To address the potential of a hard disk failure causing a loss of data, back in 1988, researchers at the University of California in Berkeley created a system called the Redundant Array of Independent Disks (RAID), as an alternative to the single drive approach which is referred to as a Single Large Expensive Disk (SLED). RAID combines multiple disk units into a single logical drive. This can increase performance by writing data onto several disks at the same time, though actual performance improvements depend on the RAID standard being used and the underlying storage technology. There are various RAID standards, referred to as levels, ranging from Level 0, which provides increased performance but no fault tolerance, to combination RAID levels which take the advantages of certain RAID levels and combine them with others to eliminate disadvantages. Here are the definitions of the RAID levels;

  • Level 0-Writes "stripes" of data across all disks; error correction and redundancy are not implemented. Used for performance reasons rather than fault tolerance.

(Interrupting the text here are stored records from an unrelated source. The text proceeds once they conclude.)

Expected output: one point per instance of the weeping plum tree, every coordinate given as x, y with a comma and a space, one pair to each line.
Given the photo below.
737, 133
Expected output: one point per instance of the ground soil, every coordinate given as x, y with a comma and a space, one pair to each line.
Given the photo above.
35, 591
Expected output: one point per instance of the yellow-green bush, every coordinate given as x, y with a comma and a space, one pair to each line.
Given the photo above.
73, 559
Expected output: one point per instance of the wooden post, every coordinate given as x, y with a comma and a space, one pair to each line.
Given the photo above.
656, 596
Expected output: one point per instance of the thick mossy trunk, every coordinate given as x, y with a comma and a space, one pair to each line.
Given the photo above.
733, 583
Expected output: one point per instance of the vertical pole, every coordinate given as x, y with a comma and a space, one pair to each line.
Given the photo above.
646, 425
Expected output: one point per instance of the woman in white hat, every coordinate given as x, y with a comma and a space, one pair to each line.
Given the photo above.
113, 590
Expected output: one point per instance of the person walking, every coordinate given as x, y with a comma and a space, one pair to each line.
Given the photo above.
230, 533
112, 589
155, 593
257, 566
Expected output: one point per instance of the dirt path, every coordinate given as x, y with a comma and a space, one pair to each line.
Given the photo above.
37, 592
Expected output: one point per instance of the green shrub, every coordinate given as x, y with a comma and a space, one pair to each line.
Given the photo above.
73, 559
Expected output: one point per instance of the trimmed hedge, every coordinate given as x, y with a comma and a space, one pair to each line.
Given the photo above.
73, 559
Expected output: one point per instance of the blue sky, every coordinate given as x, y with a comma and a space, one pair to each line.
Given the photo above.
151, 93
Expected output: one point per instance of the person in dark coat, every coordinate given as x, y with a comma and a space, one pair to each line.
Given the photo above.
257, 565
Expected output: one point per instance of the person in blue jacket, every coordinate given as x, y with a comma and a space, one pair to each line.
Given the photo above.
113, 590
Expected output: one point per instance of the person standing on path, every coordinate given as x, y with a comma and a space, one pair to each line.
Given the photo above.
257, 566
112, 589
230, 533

  • Level 1-Mirrors all data written on one disk to another disk. This provides a high level of redundancy and ensures reliability.
  • Level 2-Writes data in "stripes" across multiple disks and logs errors so the system can recover from faults.
  • Level 3-Saves data in byte format on several disks rather than "stripes" of data; it also stores parity information on a separate disk for enhanced reliability.
  • Level 4-Saves data in "stripes" across several disks and stores parity information on a separate disk.
  • Level 5-Extends Level 4 by storing parity information across multiple disks.
  • Level 10 or 1/0 --- Combines the performance advantages of RAID 0 with the fault tolerant approach of RAID 1
  • There are other RAID level combinations that are used, though these are the result of ingenuity and improvisation on the part of technicians rather than any ratified standards.

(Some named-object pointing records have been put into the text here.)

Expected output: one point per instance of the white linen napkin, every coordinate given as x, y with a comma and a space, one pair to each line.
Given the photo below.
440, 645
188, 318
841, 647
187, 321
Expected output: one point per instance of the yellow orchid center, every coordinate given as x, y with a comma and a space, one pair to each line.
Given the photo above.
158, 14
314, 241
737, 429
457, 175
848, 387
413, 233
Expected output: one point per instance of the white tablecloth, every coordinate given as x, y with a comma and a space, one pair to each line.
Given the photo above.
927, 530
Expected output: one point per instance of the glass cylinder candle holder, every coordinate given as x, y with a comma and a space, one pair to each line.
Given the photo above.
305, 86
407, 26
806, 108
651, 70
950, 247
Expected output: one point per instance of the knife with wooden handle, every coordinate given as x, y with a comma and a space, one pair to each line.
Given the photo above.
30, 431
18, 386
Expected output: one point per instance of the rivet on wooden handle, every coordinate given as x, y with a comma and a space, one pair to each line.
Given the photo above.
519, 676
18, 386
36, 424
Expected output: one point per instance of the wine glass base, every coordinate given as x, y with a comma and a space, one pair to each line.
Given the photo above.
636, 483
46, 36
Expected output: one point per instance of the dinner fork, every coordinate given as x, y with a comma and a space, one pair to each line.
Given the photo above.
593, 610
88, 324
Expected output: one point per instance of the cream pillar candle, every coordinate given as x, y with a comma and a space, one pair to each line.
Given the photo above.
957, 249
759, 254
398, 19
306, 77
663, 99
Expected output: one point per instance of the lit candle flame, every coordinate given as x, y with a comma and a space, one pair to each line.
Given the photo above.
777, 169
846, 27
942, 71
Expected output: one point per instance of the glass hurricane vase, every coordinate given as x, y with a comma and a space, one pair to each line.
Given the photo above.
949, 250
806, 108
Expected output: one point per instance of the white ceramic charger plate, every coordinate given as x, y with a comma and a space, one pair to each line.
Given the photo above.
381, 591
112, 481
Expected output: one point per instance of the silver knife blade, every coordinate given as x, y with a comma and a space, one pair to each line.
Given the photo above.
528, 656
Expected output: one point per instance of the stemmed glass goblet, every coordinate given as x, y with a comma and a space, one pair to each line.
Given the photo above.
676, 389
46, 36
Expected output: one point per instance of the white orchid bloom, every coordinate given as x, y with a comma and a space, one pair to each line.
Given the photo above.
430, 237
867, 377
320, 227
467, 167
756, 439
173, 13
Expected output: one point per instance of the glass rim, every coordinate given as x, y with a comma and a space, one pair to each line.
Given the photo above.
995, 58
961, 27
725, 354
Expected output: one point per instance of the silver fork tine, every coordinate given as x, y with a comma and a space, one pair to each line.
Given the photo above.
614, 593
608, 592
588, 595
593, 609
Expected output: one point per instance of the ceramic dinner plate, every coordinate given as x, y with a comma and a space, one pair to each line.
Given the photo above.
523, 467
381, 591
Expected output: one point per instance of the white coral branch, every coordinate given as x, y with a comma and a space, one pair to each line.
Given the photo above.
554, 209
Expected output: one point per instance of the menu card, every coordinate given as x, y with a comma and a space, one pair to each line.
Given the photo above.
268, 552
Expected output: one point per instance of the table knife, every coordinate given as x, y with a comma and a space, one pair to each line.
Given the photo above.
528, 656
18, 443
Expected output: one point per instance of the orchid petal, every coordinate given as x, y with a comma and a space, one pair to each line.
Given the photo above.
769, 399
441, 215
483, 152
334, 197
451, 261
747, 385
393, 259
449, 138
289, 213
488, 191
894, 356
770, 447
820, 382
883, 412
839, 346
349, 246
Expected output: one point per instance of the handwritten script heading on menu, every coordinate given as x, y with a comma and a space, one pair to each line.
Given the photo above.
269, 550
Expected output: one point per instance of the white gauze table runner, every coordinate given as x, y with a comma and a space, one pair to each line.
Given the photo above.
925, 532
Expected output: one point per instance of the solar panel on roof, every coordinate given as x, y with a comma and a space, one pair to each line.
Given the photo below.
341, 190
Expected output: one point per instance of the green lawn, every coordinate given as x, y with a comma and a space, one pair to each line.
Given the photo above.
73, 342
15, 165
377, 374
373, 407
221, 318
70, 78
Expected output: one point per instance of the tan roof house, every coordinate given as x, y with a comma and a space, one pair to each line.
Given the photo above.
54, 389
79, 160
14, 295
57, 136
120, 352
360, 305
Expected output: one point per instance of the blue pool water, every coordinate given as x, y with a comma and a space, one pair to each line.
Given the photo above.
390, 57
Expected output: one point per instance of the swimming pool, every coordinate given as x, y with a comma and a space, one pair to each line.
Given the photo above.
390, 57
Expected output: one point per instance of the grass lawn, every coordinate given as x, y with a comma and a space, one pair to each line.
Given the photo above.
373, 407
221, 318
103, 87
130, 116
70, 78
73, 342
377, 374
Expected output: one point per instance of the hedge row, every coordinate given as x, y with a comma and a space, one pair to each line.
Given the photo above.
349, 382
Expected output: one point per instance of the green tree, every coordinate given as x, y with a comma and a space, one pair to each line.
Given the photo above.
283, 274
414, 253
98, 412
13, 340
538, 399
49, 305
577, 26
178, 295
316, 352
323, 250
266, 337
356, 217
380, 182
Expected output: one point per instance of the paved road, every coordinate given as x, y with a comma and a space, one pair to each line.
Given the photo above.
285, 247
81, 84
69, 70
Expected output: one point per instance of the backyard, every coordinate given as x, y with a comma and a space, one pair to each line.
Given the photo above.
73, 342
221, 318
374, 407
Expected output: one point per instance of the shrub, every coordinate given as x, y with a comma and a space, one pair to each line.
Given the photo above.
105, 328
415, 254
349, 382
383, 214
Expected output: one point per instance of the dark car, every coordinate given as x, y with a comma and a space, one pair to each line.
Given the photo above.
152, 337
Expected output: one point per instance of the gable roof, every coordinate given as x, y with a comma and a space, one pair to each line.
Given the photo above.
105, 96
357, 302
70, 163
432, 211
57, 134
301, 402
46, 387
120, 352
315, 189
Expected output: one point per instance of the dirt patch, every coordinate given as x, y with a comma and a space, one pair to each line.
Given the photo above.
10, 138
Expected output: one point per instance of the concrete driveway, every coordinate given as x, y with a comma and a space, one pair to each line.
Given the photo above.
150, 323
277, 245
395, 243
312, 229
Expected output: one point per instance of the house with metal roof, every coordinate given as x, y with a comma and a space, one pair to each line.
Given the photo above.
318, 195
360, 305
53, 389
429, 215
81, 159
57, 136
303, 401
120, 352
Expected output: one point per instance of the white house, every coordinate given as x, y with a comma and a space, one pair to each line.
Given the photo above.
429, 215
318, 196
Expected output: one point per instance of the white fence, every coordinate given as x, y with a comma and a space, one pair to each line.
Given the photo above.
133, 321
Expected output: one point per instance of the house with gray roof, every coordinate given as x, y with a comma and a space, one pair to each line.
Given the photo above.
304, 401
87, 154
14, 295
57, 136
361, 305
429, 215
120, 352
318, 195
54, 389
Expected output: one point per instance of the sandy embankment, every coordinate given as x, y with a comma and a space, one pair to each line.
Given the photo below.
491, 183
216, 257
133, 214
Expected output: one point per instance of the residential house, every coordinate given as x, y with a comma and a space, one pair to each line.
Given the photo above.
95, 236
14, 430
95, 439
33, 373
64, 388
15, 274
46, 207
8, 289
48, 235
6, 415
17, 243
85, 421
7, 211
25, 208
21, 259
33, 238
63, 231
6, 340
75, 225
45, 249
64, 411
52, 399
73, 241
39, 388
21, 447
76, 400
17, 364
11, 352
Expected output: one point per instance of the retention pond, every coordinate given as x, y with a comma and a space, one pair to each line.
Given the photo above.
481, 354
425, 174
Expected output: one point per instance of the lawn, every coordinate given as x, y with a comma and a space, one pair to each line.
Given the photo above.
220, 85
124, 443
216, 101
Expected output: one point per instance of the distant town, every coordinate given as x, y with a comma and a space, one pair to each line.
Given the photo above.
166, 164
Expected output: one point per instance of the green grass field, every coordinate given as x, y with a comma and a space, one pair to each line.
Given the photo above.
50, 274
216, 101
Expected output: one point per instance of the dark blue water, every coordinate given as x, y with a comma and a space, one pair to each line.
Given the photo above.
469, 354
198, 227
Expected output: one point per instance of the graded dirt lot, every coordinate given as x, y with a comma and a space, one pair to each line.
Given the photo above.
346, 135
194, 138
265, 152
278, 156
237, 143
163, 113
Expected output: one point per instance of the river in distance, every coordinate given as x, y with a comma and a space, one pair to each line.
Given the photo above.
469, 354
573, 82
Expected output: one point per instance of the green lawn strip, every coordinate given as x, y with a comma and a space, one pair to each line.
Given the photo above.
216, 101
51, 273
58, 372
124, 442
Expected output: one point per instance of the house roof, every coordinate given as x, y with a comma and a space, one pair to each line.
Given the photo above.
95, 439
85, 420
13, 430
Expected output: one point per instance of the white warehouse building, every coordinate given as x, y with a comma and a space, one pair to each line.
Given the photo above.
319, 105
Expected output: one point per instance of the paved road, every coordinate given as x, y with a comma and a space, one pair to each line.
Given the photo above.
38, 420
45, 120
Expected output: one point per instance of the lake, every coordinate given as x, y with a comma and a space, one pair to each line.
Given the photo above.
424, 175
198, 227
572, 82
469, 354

    Although, depending on the RAID configuration, there are performance and fault tolerant advantages to using it, RAID only solves fault tolerance from a disk perspective rather than for the equipment it is attached to.

    Storage Strategies

    Whether JBOD or RAID, the next part of the storage puzzle is the way in which the storage subsystem is made available to clients. That can be in one of three ways - DAS, NAS or SAN.

    Traditionally, all mass storage connected directly to the server, hence the term Direct Attached Storage (DAS). DAS configurations can be either a JBOD (Just a Bunch of Disks) or a Redundant Arrays of Independent Disks (RAID). The key aspect of DAS is that the disk subsystem is either in the same physical box as the system processor, or in an external box connected directly to the system processor unit. DAS satisfies some applications, but as access to the disks must occur through the server processor, each disk access takes valuable processing power away from the server. Further, each user must access the storage through a single channel that attaches the disk(s) to the server. This means that simultaneous disk accesses must be queued, and users can be left waiting. Enhanced caching systems alleviate some of these delays, but network performance lags when the data stores get large or when read and write requests take a long time to complete.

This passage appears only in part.